Find the greatest and least values of \(bx+a\)
for \(-10\leqslant x \leqslant 10\), distinguishing
carefully between the cases \(b>0\), \(b=0\) and \(b<0\).
Find the greatest and least values of \(cx^{2}+bx+a\),
where \(c\ge0\),
for \(-10\leqslant x \leqslant 10\), distinguishing
carefully between the cases that can arise
for different values of \(b\) and \(c\).
Solution:
Case \(b > 0\). Then \(bx+a\) is increasing and the greatest value is \(10b+a\), and the least value \(a-10b\)
Case \(b=0\), then \(a\) is constant and the greatest and least value is \(a\)
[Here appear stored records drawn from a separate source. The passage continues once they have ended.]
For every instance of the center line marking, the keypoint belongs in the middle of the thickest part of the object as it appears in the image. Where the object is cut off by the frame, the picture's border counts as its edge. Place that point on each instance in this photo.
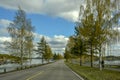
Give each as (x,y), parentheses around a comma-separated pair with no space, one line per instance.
(35,75)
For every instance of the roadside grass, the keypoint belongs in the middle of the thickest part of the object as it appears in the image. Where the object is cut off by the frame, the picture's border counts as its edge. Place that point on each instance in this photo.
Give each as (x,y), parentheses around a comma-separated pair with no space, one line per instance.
(89,73)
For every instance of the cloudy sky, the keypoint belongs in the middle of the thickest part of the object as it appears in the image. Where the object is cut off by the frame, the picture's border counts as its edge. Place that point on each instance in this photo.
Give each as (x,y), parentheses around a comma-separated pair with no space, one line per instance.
(54,19)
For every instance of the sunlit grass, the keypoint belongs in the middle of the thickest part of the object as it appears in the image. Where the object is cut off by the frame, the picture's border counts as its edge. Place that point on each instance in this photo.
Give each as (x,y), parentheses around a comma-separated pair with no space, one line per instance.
(94,73)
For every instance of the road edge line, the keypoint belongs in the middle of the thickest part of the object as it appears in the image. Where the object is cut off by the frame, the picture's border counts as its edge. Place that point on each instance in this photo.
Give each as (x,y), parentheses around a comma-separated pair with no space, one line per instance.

Case \(b < 0\), then \(bx+a\) is decreasing and the greatest value is \(-10b+a\) and the least value is \(10b+a\)
If \(c = 0\) we have the same cases as above.
If \( c > 0\) the consider \(2cx+b\). if \(b-20c > 0\) then our function is increasing on our interval and the greatest value is \(100c+10b+a\) and the least value is \(100c-10b+a\)
If \(20c+b < 0\) then our function is decreasing and that calculation is reversed.
If neither of these are true, then the minimum will be when \(x = - \frac{b}{2c}\) and the max at one end point.